Several extractions were carried out with subcultures and an optimized Cetyltrimethylammonium bromide (CTAB) DNA extraction method (Morin et al., 2010) was used to extract the marine cyanobacterial DNA. Bands were verified from the agarose gel electrphoresis. Molecular identification of the cyanobacteria were conducted using the 16s rRNA marker gene. The full length of the 16s rRNA gene was amplified using the universal primer pair 27F and 1492R (5’ - AGA GTT TGA TCM TGG CTC AG - 3’) and 1492R (5’ - CGG TTA CCT TGT TAC GAC TT – 3). The PCR reactions were conducted under the following thermo-cycler conditions (Initial denaturation at 95⁰C for 4 min, fo30 cycles of 95⁰C for 0.5 min, 58⁰C for 1 min, 72⁰C for 0.5 min, and finally 72⁰C for 7 min). PCR products were quantified using nanodrop (Jenway, UK) and finally verified using Agarose gel electrophoresis. The PCR products were bi-directionally sequenced using the same 27F and 1492R primer pair using Sanger DNA sequencing at Eton Bioscience sequencing services, New Jersey, USA. Phylogenetic analysis and placement was conducted using the molecular phylogeny software, MEGA™ version 11.
2.10 Characterization of marine photosynthetic cathode biofilms using Scanning Electron microcopy (SEM)
The SEM was used to take a look at biofilm samples that had developed on carbon nano fibre woven cathodes, which are used in marine photosynthetic biocathodes. Carefully using a sharp blade, a 1 cm2*1 cm2 portion of biofilm was removed. Following that, it became dehydrated. Due to the cathode material's conductivity, gold plating was skipped. SEM images of fixed photosynthetic marine biocathode biofilm samples formed on carbon cathodes were captured using a Carl Zeiss EVO 18 (Germany) microscope with an optical magnification range of 20-135x, an electron magnification range of 5x-1,000,000x, a maximal digital zoom of 12x, an acceleration voltage of 10 kV, a backscattered electron detector (BSD), and an energy dispersive The microscope's sample holder is temperature-controlled (from 25 oC to 50 oC) (Asahi et al., 2015).

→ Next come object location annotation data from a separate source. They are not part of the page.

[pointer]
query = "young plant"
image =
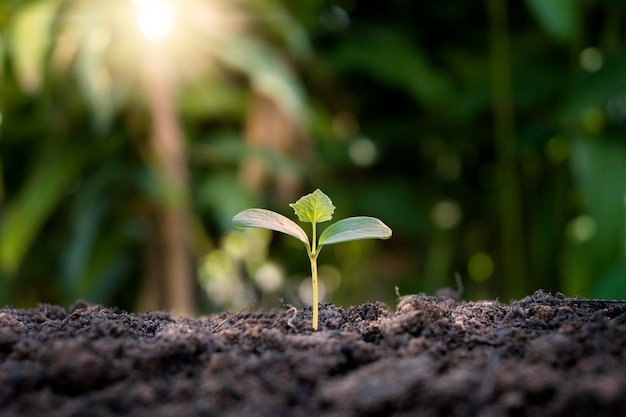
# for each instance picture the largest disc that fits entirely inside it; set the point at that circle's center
(314, 208)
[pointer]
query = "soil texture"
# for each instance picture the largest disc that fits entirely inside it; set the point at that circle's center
(544, 355)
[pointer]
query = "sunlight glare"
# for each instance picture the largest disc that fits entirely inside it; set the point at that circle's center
(155, 17)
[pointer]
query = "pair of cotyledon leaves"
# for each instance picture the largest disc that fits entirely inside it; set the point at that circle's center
(315, 208)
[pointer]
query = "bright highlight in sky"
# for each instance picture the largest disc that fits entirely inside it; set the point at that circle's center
(155, 17)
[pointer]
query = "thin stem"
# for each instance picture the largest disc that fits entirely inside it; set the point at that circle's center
(315, 294)
(313, 258)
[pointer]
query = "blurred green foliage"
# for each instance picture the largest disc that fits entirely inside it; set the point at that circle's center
(490, 136)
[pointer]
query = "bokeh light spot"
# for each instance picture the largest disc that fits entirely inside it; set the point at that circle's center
(155, 17)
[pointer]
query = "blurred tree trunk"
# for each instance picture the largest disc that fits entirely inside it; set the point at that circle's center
(168, 281)
(513, 259)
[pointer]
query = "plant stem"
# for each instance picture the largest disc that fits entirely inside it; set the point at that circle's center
(314, 288)
(315, 295)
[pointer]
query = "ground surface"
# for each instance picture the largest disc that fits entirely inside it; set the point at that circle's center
(541, 356)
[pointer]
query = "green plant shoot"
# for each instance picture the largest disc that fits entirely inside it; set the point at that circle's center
(314, 208)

2.11 Cyclic Voltammetry (CV) of the control cathode and the biocathode
This method is used to better understand the electrochemical behavior of a system and the interactions between an electrode and a biofilm. An electrolysis cell, a potentiostat, a current-to-voltage converter, and a data-acquisition system make up a typical cyclic voltammetry experimental setup. (Voltammetry and Epc) The CHI 9201D Scanning electrochemical microscope was used for this study.
A 1cm*1cm piece of the working electrode, a biofilm-formed carbon electrode, was assembled with the counter and reference electrodes, both of which had been cleaned with deionized water prior to use. To make sure the system was ready for the CV of the working electrode, a voltammogram of pure electrolyte was first recorded. Using NaSO4 as the electrolyte, CV was done both before and after biofilm formation. For this cyclic voltammogram, platinum served as the counter electrode and a reference electrode of Ag/AgCl in 1M KCl.